While the NFL’s present crop of contenders ponders the different ways in which they can replicate even a fraction of what the Patriots have accomplished, they do possess a commodity Belichick’s team lacks: a young quarterback. And, that in itself is untenable. The bottom line is this: New England’s day of reckoning is here.

But at least our baseball team is set, right? Wrong. In the throes of an unprecedented scandal, the Boston Red Sox fired skipper Alex Cora after his involvement with former Astros manager A. J. Hinch and his 2017 sign-stealing World Series squad (with an asterisk). Using an elaborate scheme of video, wires, and bucket banging, the 2017 Houston Astros defeated the Los Angeles Dodgers.

Setting aside my personal feelings about what that means for the legacies of players like Justin Verlander, this is an explosive scandal that’s eaten up headlines on sports blogs and non-sports blogs alike. And yes, not only was Alex Cora a part of it, he deserved to be punished for his role. Speaking of which, per league sources, neither the Astros nor the Red Sox will be stripped of their 2017 and 2018 World Championships respectively. Why is that? My hypothesis? Commissioner Rob Manfred knows that his league is in a perpetual Miley Cyrus-style uphill battle for positive public perception.

So, he wants one less negative topic pertaining to baseball for people to talk about. There’s certainly not a lack of those trending currently. Here are some examples: The games are too long. The rules are disjointed. The players get paid too much (or too little). You get the picture. And, even though Alex Cora was involved in one of the league’s most infamous weeks where literally three managers were fired in four days, the tenor suggests that the sports world finds the discipline a tad lenient.

That’s not a fair shake for baseball. And, there’s an equally unfair reason for that: it’s not as popular as other professional sports. The NFL, for instance, which consistently endures scandal involving soberingly heavy issues like domestic abuse, regularly  comes out on the other side of disgrace with more viewership than before.

New England made a habit out of escaping controversy during the Deflategate era. And Tom Brady, the face of that dilemma, faced no real negative repercussions, at least locally. After all that we’ve been through, all that the news world can focus on is prospect of his retirement. Not his alleged attempts to gain supplemental advantages during the Patriots’ dynastic run.

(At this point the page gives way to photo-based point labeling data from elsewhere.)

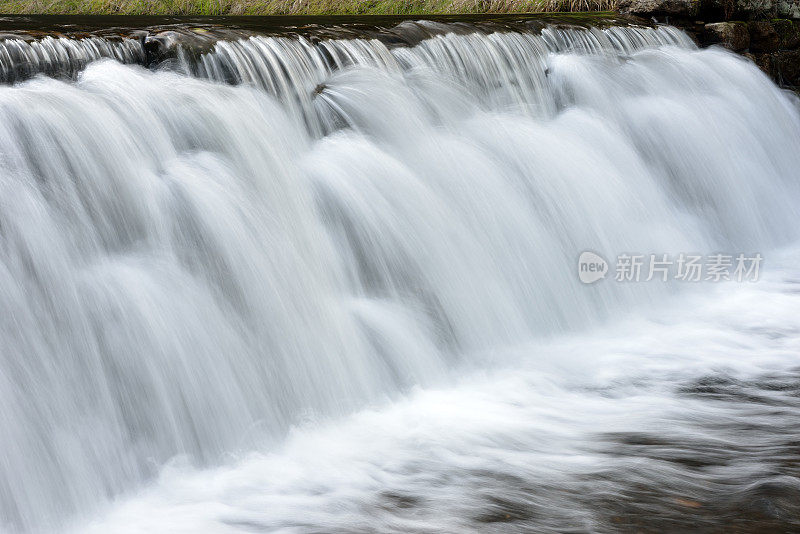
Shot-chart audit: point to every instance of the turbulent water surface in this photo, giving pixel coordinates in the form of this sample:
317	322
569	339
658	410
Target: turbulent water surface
306	282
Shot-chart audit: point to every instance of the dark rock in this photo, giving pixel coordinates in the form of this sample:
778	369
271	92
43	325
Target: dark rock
739	9
786	67
763	37
788	34
762	61
684	8
732	35
789	9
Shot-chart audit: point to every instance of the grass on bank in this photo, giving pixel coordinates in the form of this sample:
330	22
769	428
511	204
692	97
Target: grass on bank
296	7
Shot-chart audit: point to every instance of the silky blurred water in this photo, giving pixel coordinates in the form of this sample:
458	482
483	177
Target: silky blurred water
331	287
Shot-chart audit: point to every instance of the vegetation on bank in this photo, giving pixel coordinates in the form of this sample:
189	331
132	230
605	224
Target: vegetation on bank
296	7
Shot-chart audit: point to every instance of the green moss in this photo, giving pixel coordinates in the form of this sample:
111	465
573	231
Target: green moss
296	7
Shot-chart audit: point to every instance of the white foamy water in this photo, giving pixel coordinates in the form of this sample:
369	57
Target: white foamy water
344	298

Whether Brady decides to return for one more year as a Patriot, to retire, or to call signals for the Las Vegas Raiders, he’ll survive the bad press. While Alex Cora may not on the other hand. The nascent of his downfall occurred twenty-two years ago, when these two guys, Sammy Sosa and Mark McGwire, chased down MLB’S all-time home runs record. We were engrossed. We were thrilled. And then… the steroids.

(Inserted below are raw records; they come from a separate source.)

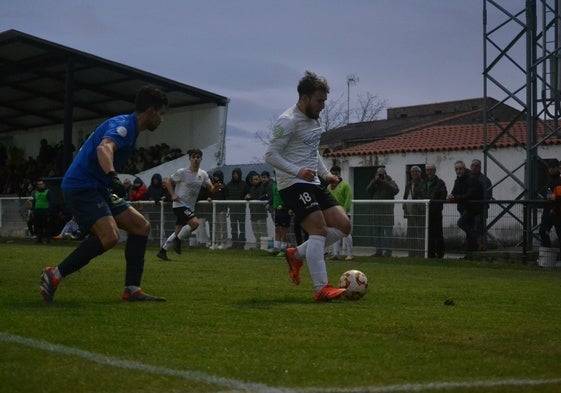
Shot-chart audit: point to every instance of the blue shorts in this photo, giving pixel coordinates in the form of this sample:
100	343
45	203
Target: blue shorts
88	206
282	218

Fans don’t like being lied to. And in the cases of some of the game’s grandest scandals, they hold a grudge. Hitting a baseball could be the single toughest thing to do in sports. To gain any small advantage in accomplishing that feat is a tantalizing proposition indeed. By way of video monitoring or otherwise, it’s still wrong. And, it’s still cheating; something the sports teams in this town ought to know more about at this point.

Boston is a sports monolith. It’s a Goliath. And, when its teams are guilty of major transgressions, or when team personnel changes, the world pays closer attention. In sports, analysts talk about bigger teams wearing “a target on their backs”. Especially after acquiring elite talent through trades or free agency. Will the nature of Boston and New England’s targets force their opponents to take more focused aim? Keep your eyes open to find out.